Seaweed revenge, from AP:

The picture-perfect beaches and turquoise waters that people expect on their visits to the Caribbean are increasingly being fouled by mats of decaying seaweed that attract biting sand fleas and smell like rotten eggs.

Clumps of the brownish seaweed known as sargassum have long washed up on Caribbean coastlines, but researchers say the algae blooms have exploded in extent and frequency in recent years. The 2015 seaweed invasion appears to be a bumper crop, with a number of shorelines so severely hit that some tourists have canceled summer trips and lawmakers on Tobago have termed it a “natural disaster.”

From the Dominican Republic in the north, to Barbados in the east, and Mexico’s Caribbean resorts to the west, officials are authorizing emergency money to fund cleanup efforts and clear stinking mounds of seaweed that in some cases have piled up nearly 10 feet high on beaches, choked scenic coves and cut off moored boats.

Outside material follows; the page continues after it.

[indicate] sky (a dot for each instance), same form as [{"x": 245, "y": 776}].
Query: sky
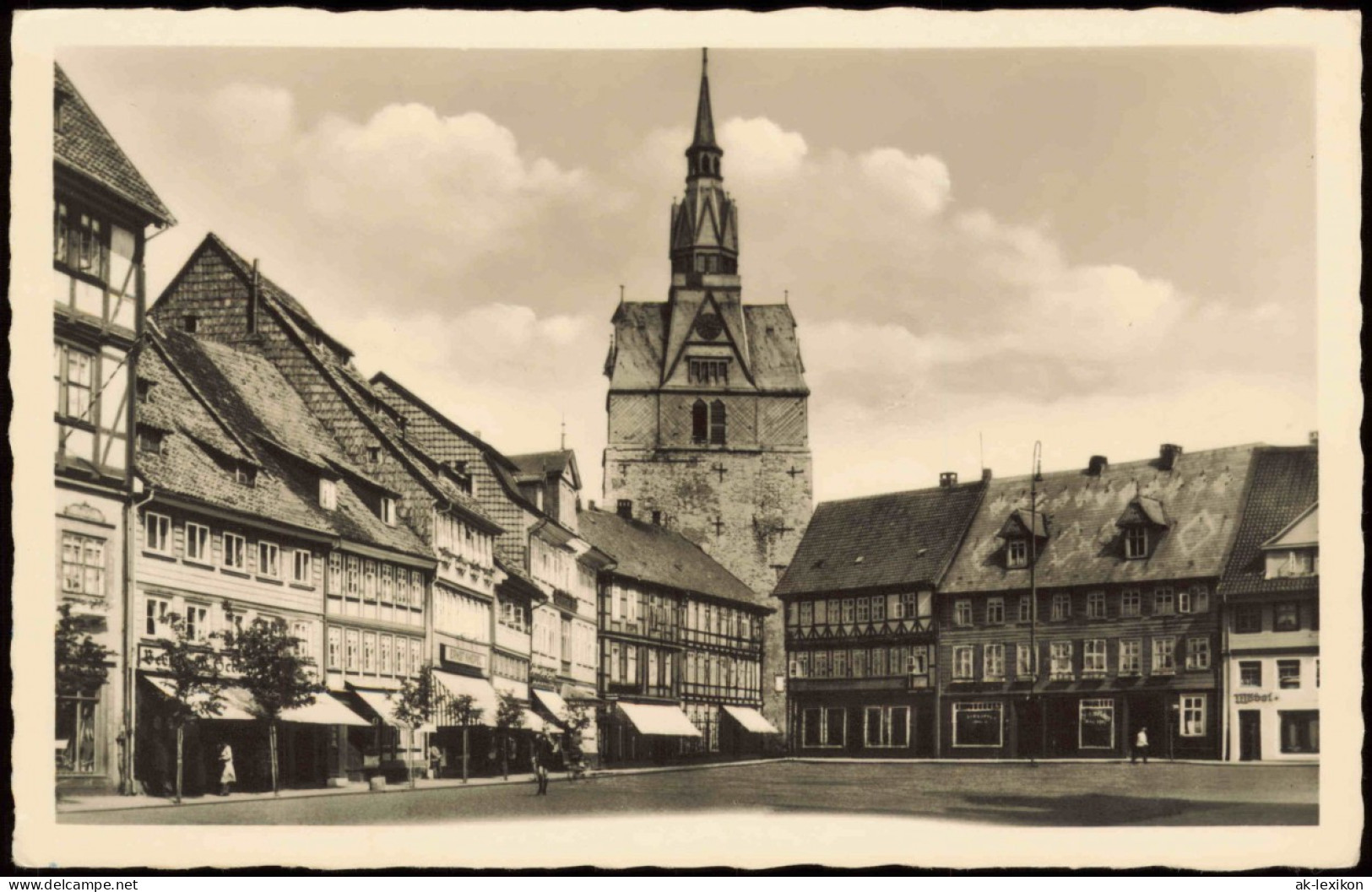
[{"x": 1098, "y": 249}]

How can an amateur sport be so economically-shaped? Mike Foss:

Nick Symmonds won the 800-meters at the U.S. Trials and is giving up his spot on the U.S. Track & Field team headed to the world championships in Beijing after he refused sign the required statement of conditions.

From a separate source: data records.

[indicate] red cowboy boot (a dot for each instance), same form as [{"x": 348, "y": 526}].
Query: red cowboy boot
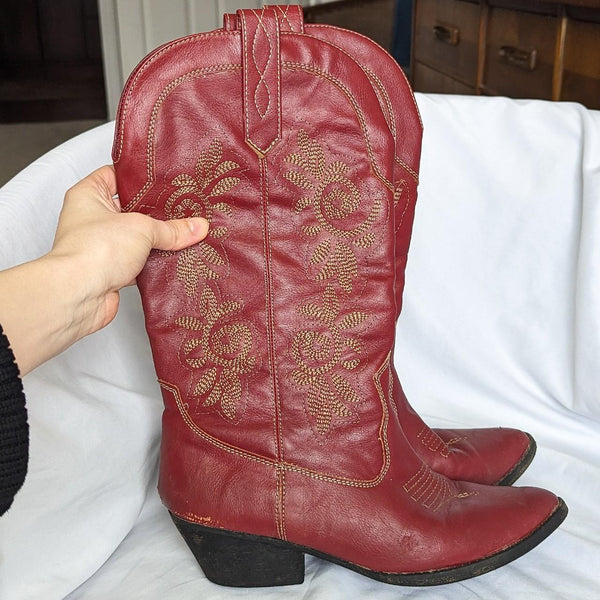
[
  {"x": 489, "y": 455},
  {"x": 273, "y": 338}
]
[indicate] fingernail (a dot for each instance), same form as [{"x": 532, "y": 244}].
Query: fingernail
[{"x": 197, "y": 223}]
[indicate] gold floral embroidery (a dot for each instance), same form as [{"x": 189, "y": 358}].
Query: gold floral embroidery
[
  {"x": 222, "y": 346},
  {"x": 321, "y": 352},
  {"x": 432, "y": 490},
  {"x": 336, "y": 204},
  {"x": 198, "y": 195}
]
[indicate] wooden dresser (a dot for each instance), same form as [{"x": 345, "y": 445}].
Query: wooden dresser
[{"x": 517, "y": 48}]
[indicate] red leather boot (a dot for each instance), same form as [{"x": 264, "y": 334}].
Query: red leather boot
[
  {"x": 273, "y": 338},
  {"x": 494, "y": 456}
]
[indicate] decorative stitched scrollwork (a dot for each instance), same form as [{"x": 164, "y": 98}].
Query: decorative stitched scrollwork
[
  {"x": 199, "y": 195},
  {"x": 326, "y": 355},
  {"x": 337, "y": 208},
  {"x": 221, "y": 346}
]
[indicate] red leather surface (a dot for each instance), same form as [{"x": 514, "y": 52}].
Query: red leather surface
[{"x": 272, "y": 337}]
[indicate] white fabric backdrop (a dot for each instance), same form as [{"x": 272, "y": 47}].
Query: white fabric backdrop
[{"x": 500, "y": 326}]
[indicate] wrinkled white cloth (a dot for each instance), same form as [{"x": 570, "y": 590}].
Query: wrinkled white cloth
[{"x": 501, "y": 326}]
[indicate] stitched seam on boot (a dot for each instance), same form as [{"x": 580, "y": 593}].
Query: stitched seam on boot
[
  {"x": 121, "y": 114},
  {"x": 150, "y": 155},
  {"x": 403, "y": 75},
  {"x": 174, "y": 389},
  {"x": 270, "y": 338},
  {"x": 294, "y": 66}
]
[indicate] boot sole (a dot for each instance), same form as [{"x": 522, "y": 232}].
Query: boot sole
[
  {"x": 522, "y": 465},
  {"x": 237, "y": 559}
]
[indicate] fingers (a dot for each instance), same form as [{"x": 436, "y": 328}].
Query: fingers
[{"x": 178, "y": 233}]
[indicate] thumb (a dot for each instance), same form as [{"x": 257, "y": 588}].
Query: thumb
[{"x": 178, "y": 233}]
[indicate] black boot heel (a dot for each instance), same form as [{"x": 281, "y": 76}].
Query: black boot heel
[{"x": 241, "y": 560}]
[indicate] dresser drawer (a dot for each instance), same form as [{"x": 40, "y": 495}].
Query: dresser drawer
[
  {"x": 432, "y": 81},
  {"x": 581, "y": 77},
  {"x": 446, "y": 37},
  {"x": 520, "y": 54}
]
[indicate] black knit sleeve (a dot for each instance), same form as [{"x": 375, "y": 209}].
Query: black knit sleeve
[{"x": 14, "y": 431}]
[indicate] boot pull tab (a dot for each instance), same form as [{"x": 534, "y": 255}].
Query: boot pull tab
[
  {"x": 290, "y": 16},
  {"x": 261, "y": 80}
]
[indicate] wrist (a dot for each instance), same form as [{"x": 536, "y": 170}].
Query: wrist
[{"x": 45, "y": 307}]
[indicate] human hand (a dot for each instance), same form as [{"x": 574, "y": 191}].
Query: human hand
[
  {"x": 48, "y": 304},
  {"x": 110, "y": 248}
]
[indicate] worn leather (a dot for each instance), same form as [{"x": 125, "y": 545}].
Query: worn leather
[
  {"x": 272, "y": 338},
  {"x": 483, "y": 455}
]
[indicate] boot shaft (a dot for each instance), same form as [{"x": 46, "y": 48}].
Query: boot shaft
[{"x": 273, "y": 329}]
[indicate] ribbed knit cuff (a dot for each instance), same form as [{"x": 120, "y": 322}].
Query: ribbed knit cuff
[{"x": 14, "y": 430}]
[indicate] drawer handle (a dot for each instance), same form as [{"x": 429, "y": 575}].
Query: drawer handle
[
  {"x": 525, "y": 59},
  {"x": 447, "y": 34}
]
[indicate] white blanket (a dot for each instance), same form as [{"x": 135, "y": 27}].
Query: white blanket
[{"x": 501, "y": 326}]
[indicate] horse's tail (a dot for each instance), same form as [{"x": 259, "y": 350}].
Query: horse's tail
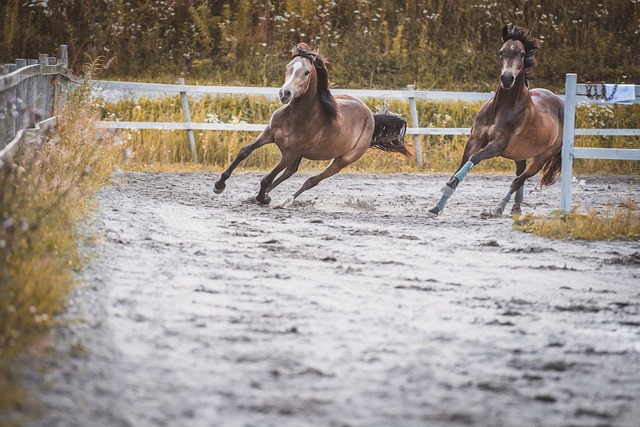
[
  {"x": 389, "y": 131},
  {"x": 551, "y": 170}
]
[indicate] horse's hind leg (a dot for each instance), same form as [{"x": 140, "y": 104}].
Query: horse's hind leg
[
  {"x": 291, "y": 169},
  {"x": 521, "y": 165},
  {"x": 516, "y": 186},
  {"x": 267, "y": 182},
  {"x": 334, "y": 167},
  {"x": 492, "y": 149},
  {"x": 265, "y": 138}
]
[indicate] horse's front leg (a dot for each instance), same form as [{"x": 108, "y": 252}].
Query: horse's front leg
[
  {"x": 266, "y": 137},
  {"x": 517, "y": 186},
  {"x": 493, "y": 149},
  {"x": 266, "y": 184},
  {"x": 521, "y": 165}
]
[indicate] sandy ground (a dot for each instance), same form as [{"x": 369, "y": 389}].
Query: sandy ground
[{"x": 349, "y": 309}]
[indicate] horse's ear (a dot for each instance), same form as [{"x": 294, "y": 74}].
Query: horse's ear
[
  {"x": 505, "y": 33},
  {"x": 315, "y": 53}
]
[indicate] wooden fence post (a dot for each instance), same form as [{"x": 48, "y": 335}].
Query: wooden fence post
[
  {"x": 11, "y": 106},
  {"x": 62, "y": 83},
  {"x": 43, "y": 102},
  {"x": 32, "y": 97},
  {"x": 413, "y": 110},
  {"x": 187, "y": 118},
  {"x": 566, "y": 173},
  {"x": 21, "y": 93}
]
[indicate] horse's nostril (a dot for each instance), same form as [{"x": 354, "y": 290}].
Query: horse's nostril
[
  {"x": 507, "y": 80},
  {"x": 285, "y": 95}
]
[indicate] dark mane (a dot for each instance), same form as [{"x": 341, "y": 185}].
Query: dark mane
[
  {"x": 531, "y": 46},
  {"x": 327, "y": 100}
]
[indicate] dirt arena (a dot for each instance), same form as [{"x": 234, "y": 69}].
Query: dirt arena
[{"x": 352, "y": 308}]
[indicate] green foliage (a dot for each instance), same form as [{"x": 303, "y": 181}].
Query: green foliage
[
  {"x": 621, "y": 224},
  {"x": 45, "y": 192},
  {"x": 444, "y": 44},
  {"x": 153, "y": 150}
]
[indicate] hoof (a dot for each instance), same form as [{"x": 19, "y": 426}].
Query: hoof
[
  {"x": 286, "y": 203},
  {"x": 265, "y": 201},
  {"x": 433, "y": 212},
  {"x": 491, "y": 213},
  {"x": 218, "y": 190}
]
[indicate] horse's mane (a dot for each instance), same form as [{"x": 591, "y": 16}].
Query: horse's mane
[
  {"x": 531, "y": 46},
  {"x": 327, "y": 100}
]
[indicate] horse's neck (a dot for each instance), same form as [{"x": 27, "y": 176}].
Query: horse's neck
[
  {"x": 308, "y": 105},
  {"x": 518, "y": 95}
]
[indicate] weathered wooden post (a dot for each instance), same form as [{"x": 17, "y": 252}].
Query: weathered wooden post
[
  {"x": 43, "y": 102},
  {"x": 187, "y": 118},
  {"x": 11, "y": 106},
  {"x": 32, "y": 97},
  {"x": 413, "y": 111},
  {"x": 566, "y": 173},
  {"x": 21, "y": 94},
  {"x": 62, "y": 82}
]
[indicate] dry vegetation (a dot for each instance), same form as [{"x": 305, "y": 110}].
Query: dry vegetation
[
  {"x": 621, "y": 223},
  {"x": 168, "y": 150},
  {"x": 45, "y": 194}
]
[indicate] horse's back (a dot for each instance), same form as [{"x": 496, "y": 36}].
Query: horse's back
[{"x": 548, "y": 102}]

The conditions contained within the statement include the requirement that each athlete must wear the team-sponsored Nike uniforms at official team functions. Symmonds is sponsored by Brooks. Symmonds explained his reasons for not signing the USATF documents to ESPN, which were disputed by USATF chief of public officer Jill Geer.

The tragedy here is that this author, one Grant Castleberry, will not see the irony in his piece — the irony of supposing one cultural capitulation (Victorian) is not cultural capitulation while another (Target’s de-gendering) is capitulation. Seriously, now, does Genesis 1-2 or the Song of Solomon really teach this?

The Bible teaches that men are wired by God to protect and to pursue, so it is not surprising that they naturally like toys that by-and-large involve fighting, building, and racing. Women, on the other hand, are wired by God to nurture and to be pursued, so it is also not surprising that they largely enjoy playing with American Girl Dolls, Barbies, and Disney princess dresses.